The red state/blue state fad is getting old and tired. My enthusiasm for this draw-and-quarter political theory is not waning simply because the number of red states is declining. It’s just that the underlying concept doesn’t fit the real world in which we live. The whole formulation seems bound by time, merely genuflecting to Karl Rove’s 2000 and 2004 “court the base” strategy that has failed to outlive its mastermind.

I also find the red-blue premise too predestinarian. It seems to deny free will in a manner that is neither American nor democratic. How can consultants possibly earn their keep if political outcomes are already dictated by a state’s color on someone’s map?

The utter failure of the entire premise is reflected in the growing number of so-called purple states. In a world where every living thing is supposed to be plant or animal, what would the scientists do if things started showing up that were neither? They would, of course, rationally dismiss the theory that everything falls into one of two categories. A new classification of life form would be promulgated, one that takes into account the most recent discoveries.

The economic issues that are likely to be central in the 2010 elections illustrate the inadequacy of the red-blue concept. Consider unemployment rates. The latest (June 2009) unemployment rate for the nation was 9.5 percent. In red states, it was 8.1 percent and in blue states it was a not-so-different 9.2 percent, hardly divergent enough to suggest that we’re talking about two different worlds. The purple states are somewhere in the middle, as we might expect, at 8.8 percent.

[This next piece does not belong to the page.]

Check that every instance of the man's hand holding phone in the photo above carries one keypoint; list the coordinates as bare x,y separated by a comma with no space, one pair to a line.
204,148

While these means are interesting, even they distort the utility of a red-blue theorem. Without getting into esoteric statistics like standard deviations and so forth, it’s useful to examine the range of unemployment experiences within the color groups. There are five low-ball red states, mostly in the Mountain West, that have unemployment rates below 6 percent. But there are seven red states with unemployment rates above 10 percent. Comparable discrepancies are evident within the blue states. Four have unemployment rates below 8 percent, while five have rates exceeding 10 percent.

Given these numbers, what is a red state strategy for unemployment messaging? Do you run against the powers that be, blaming them for unacceptably high unemployment? Or do you run against national policies, extolling your local policies as a better alternative to what’s happening in high-unemployment states? Of course, the answers depend on where you live, even if you are talking only of red states.

Some conservatives seem to think that we can push forward as national role models the red states that have Republican governors, lower taxes and right-to-work laws. It seems like that would be a decent strategy. But how do we explain that several of these —Alabama, Georgia and South Carolina — have double-digit unemployment (though only South Carolina’s rate exceeds the national average by a statistically significant amount)? In this same confusing and sometimes contradictory context, it’s worth a reminder that three other so-called red states with high unemployment — Kentucky (10.9 percent), North Carolina (11.0) and Tennessee (10.8) — have elected Democratic governors. Kentucky also has union shop laws.

In short, we cannot assume how the economy will treat voters simply because they reside in a red state. There are many more factors in the equation than a simple dichotomous red-blue explanation can handle.

Social scientists sometimes posit that a good theory is elegant in its simplicity. The red-blue model is certainly uncomplicated, but it’s too simple to be useful anymore. In fairness, the red-blue concept grew from post-election analyses, engendered by those wall-size maps produced by Election Data Services depicting election outcomes. But for a predictive, forward-looking model, let’s look elsewhere.

Hill is a member of the research faculty at Auburn University and has been a Republican pollster since 1984.